Problèmes de recrutement et d'attractivité

Les difficultés de recrutement de personnel soignants en établissement et le manque d'attractivité de la filière sont aussi soulignés. 

Afin de faire face aux vacances de postes, "beaucoup d'établissements ont recours à du personnel contractuel de courte durée sur des fonctions d'aide-soignant", indique-t-elle. 

Par ailleurs, en raison des problèmes de recrutement, "il n'est pas rare que des personnes occupent des fonctions sans la qualification requise". Le manque de personnel qualifié peut également se traduire par des glissements de tâches, qui aboutissent à confier des actes techniques à des personnels ne disposant pas des qualifications requises, note la Cour des comptes. 

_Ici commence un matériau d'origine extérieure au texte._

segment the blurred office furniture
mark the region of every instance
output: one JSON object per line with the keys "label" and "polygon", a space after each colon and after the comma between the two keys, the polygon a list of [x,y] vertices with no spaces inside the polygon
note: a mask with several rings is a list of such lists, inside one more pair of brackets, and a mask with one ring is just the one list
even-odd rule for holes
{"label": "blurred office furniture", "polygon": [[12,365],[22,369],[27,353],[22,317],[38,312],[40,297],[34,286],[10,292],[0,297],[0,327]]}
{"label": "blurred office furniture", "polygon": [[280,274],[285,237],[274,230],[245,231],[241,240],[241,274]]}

Mieux reconnaître la fonction d'infirmier coordonnateur

La Cour invite aussi "à mieux reconnaître la fonction d'infirmier coordonnateur" et instaurer un ratio pour cette fonction. Objectif : "assurer une effectivité et un temps disponible suffisant pour les fonctions de gestion du personnel, la définition du projet de soins et sa mise en oeuvre, le portage de projets et la diffusions bonnes pratiques".